De GGD is verantwoordelijk voor de indicatiestelling beschermd wonen GGZ. De uitvoering van beschermd wonen is verantwoordelijkheid van centrum gemeente Nijmegen. Tot nu toe zijn er nog niet veel meldingen geweest.

Met Veilig Thuis en Jeugdbescherming zijn aparte informatiesessies gepland om meer kennis en informatie over te brengen naar het sociaal team. Voor het Sociaal Team blijft het een aandachtspunt dat casuïstiek die bekend is bij Veilig Thuis snel wordt doorgeschakeld naar het Sociaal team. In de praktijk blijkt dat de meeste gevallen al in beeld zijn het Sociaal Team. De betrokken partijen bij Veilig Thuis zaken in Beuningen zijn vaak al betrokken bij de verschillende casusoverleggen, Sociaal team of Lokaal Zorgnetwerk.
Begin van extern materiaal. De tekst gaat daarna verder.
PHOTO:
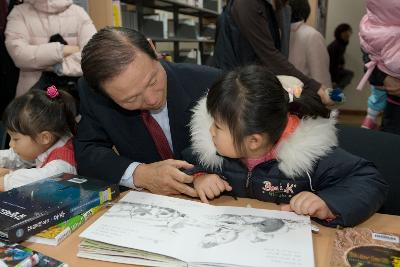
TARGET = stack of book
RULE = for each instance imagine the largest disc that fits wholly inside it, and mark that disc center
(20, 256)
(66, 201)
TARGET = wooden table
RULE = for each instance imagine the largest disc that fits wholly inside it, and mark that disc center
(322, 241)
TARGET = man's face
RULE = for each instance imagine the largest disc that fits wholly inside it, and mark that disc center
(142, 85)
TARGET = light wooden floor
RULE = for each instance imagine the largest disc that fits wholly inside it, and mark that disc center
(353, 118)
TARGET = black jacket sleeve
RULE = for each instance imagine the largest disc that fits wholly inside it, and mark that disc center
(351, 187)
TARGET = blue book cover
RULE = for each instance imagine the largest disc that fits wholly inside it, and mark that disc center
(29, 209)
(16, 255)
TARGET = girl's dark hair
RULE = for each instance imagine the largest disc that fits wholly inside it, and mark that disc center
(300, 10)
(109, 52)
(344, 27)
(252, 100)
(35, 112)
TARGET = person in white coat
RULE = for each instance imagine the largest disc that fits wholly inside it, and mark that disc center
(29, 28)
(307, 48)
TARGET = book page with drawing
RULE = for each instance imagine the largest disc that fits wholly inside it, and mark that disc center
(166, 231)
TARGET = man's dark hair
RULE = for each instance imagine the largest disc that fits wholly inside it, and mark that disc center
(344, 27)
(110, 51)
(300, 10)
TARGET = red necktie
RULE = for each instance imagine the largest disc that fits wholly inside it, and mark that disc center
(157, 134)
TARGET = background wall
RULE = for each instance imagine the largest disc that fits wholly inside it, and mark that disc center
(351, 12)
Met Jeugdbescherming vindt regulier overleg plaats en wordt er met vaste contactpersonen gewerkt. Een continu aandachtspunt is hoe we in een vroegtijdig stadium onder toezicht stellingen (ots) kunnen voorkomen, dan wel via tijdelijke drangtrajecten of door tijdig. De deskundigheid op het gebied van Veiligheid en de deskundigheid van complexe

jeugdzaken hebben we ook gericht ingezet om het Sociaal team te versterken.

Met de huisartsen vindt regulier overleg plaats en zijn bijeenkomsten met het sociaal team belegd zodat de afstemming van zorg voor de cliënten nog betere wordt georganiseerd.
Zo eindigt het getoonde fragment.